Second Half Expectations by Ansell
Chief Executive Neil Salmon expressed optimism as Ansell enters the second half of the year, noting improvements in business performance amid easing headwinds.
Sales Insights
- Healthcare Sales: Decreased by 14% to $400.5 million, or 15% after accounting for currency fluctuations due to customers reducing inventory.
- Industrial Sales: Increased by 4.4% to $384.4 million, showing a growth of 1.9% in constant-currency terms.
Strategic Decisions
Ansell took strategic steps, including:
- Cutting 1,200 manufacturing jobs in the previous December half to align with production adjustments.
- Investing in automation technology for future demand surges.

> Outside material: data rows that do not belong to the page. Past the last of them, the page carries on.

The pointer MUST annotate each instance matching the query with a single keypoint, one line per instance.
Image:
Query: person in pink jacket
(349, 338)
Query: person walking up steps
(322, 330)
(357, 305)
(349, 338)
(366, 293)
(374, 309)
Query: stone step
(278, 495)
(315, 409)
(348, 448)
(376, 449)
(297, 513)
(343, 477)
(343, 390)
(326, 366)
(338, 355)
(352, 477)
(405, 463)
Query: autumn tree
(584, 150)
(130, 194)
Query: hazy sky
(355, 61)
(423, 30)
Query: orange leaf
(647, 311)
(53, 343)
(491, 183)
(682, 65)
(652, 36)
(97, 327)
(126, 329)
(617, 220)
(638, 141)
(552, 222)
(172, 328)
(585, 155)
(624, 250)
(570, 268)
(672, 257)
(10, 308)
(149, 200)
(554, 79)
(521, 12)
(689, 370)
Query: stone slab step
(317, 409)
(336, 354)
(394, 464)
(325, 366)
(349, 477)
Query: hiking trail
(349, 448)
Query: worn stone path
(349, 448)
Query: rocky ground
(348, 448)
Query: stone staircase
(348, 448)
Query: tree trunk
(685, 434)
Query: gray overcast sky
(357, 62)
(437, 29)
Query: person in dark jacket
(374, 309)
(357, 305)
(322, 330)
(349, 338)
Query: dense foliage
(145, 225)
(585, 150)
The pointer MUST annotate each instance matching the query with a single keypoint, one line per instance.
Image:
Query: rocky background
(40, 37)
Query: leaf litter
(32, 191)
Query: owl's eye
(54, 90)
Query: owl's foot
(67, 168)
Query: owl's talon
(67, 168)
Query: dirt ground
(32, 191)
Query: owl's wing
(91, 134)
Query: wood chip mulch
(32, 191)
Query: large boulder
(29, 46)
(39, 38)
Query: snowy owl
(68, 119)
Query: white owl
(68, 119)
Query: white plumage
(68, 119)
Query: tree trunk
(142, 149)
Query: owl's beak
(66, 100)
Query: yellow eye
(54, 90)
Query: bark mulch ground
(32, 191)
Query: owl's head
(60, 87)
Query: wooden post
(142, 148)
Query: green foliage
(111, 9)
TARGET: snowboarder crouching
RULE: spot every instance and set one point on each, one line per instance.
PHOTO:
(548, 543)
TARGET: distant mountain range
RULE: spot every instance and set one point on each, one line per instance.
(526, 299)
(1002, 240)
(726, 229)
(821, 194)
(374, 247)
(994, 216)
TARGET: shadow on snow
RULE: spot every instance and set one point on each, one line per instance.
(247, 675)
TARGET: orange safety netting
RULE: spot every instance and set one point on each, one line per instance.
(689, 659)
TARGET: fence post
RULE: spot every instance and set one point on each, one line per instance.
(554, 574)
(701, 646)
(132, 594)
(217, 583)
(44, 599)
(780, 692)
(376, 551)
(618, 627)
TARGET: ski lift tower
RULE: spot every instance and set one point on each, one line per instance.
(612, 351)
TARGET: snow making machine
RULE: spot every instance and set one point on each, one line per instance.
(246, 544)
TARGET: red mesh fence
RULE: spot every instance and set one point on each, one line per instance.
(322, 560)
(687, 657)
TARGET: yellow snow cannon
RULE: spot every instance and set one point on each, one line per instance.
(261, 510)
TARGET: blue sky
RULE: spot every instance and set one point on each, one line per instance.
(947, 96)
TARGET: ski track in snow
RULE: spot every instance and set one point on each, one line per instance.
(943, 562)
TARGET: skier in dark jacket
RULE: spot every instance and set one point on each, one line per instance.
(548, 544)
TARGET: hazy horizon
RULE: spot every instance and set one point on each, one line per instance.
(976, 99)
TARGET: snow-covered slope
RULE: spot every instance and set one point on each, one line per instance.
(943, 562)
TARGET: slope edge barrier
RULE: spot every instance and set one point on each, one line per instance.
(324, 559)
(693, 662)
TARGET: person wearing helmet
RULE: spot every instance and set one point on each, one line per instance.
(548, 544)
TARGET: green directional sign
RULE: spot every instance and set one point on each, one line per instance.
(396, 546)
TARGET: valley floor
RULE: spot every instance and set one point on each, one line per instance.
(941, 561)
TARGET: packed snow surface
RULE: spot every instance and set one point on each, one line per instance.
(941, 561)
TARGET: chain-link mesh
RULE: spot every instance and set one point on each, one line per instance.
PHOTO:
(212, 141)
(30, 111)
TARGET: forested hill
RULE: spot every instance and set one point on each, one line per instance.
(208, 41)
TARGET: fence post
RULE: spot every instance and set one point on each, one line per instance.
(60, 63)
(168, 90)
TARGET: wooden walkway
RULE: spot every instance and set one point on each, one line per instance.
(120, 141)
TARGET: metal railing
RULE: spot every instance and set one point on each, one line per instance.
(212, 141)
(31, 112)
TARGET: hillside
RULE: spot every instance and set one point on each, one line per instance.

- Planning to phase out low-margin legacy chemical gloves production by early fiscal 2025, resulting in accelerated depreciation against related assets.
Financial Performance
The company reported:
- First-half adjusted earnings-per-share of $0.16, down from $1.07 in the prior fiscal year and $0.51 year-on-year.
- Adjusted EPS of $0.55.
Revisions and Guidance
- Revised full-year EPS guidance range to $0.54-$0.70 from $0.57-$0.77.
- Narrowed adjusted EPS guidance range to $0.94-$1.10 from $0.92-$1.12.